The OLPC project announced today the next generation of its XO laptop. The news was expected--enthusiast sites such as OLPC News have been talking about it for a while--but this was the first time that OLPC has shown what it will look like.
The concept is pretty interesting. In place of the typical clamshell design with a physical keyboard, the XO-2 has two 16:9 touch-screens, one of which can be used as a touch-sensitive keyboard (think of a cross between the iPhone and an overgrown Nintendo DS). OLPC will market it to developing nations as an e-book reader, capable of holding up to 500 books, that also happens to be a simple notebook PC. (This raises the question of how e-books in many different languages will be produced and distributed.) The XO-2 will also fold flat so the two displays form a large tablet.
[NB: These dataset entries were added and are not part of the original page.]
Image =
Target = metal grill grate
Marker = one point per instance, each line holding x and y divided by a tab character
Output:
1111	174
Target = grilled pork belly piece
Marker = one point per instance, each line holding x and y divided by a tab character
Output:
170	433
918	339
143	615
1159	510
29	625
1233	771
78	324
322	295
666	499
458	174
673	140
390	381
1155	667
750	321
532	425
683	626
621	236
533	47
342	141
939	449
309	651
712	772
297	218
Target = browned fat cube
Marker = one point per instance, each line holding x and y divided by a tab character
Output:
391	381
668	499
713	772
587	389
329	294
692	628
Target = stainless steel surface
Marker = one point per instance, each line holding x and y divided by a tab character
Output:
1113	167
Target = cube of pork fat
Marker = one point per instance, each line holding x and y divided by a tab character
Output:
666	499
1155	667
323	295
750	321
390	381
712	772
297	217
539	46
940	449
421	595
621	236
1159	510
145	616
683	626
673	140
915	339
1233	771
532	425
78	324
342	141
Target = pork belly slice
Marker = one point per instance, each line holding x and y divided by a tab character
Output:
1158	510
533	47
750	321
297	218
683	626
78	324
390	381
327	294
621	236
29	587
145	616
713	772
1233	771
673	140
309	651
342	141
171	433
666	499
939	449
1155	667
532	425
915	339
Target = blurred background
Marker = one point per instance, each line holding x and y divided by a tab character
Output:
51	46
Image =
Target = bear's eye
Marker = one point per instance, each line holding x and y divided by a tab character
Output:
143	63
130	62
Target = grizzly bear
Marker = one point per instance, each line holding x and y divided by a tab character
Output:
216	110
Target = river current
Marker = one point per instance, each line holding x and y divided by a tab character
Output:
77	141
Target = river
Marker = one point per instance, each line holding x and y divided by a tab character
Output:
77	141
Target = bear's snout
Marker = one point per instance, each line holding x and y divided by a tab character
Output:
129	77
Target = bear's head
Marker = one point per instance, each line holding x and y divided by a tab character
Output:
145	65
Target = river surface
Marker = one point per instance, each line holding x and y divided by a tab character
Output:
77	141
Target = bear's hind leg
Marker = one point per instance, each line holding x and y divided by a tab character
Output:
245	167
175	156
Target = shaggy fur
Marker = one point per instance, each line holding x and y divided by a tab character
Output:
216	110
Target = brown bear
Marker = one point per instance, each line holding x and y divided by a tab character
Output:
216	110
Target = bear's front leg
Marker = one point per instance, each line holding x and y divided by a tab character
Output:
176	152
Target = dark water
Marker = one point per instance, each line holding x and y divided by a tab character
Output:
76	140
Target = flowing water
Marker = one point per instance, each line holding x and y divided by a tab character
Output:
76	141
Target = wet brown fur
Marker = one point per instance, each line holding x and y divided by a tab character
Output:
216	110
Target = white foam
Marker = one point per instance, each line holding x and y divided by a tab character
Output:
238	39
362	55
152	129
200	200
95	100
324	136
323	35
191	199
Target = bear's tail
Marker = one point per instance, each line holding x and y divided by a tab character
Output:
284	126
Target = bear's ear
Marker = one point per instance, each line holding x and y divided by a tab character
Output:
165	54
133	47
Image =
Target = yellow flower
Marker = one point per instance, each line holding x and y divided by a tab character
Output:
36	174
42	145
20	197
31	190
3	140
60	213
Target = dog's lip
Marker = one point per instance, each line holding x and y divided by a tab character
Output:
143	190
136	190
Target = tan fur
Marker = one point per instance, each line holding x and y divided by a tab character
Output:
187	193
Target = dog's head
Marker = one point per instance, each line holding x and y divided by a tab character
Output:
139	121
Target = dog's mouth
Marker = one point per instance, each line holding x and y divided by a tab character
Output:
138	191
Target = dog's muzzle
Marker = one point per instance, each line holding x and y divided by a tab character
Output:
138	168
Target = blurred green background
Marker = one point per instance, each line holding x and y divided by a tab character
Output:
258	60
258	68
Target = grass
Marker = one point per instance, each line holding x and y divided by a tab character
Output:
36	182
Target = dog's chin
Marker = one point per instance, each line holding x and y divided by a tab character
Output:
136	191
In the presentation, Nicholas Negroponte conceded that the current XO was "too big and heavy," and said the XO-2 would be about half the size and weight. OLPC is also working to improve the power consumption (no sign of the XO's maligned crank-handle).
So far, so good. Negroponte also said the goal was to sell the XO-2 for $75 beginning in 2010. The rationale for this seems plausible (sort of): The screen size and widescreen format will allow OLPC to take advantage of the cheap, high-volume displays manufactured for portable DVD players. But given the track record with the $100 XO laptop, which was late, reportedly costs $188 to manufacture, and has fallen far short of its sales goals, a "no comment" might have been in order here.
Last week, OLPC and Microsoft announced a version of the XO laptop running Windows XP, a project that had been in the works for a year. The move was controversial because some XO fans--including some former OLPC executives--think the foundation has abandoned its focus on developing educational software, built on top of Linux. (Or, as Fake Steve Jobs put it, Borg launches sinister plan to bring even more misery to Third World children.) In reality, it seems like a practical move to convince prospective customers, state governments that may be more comfortable with Windows, to get laptops into the hands of as many school kids as possible.
OLPC also announced that it would bring back its Give One, Get One program for XO laptops in the U.S., and also offer it in Europe, starting late summer.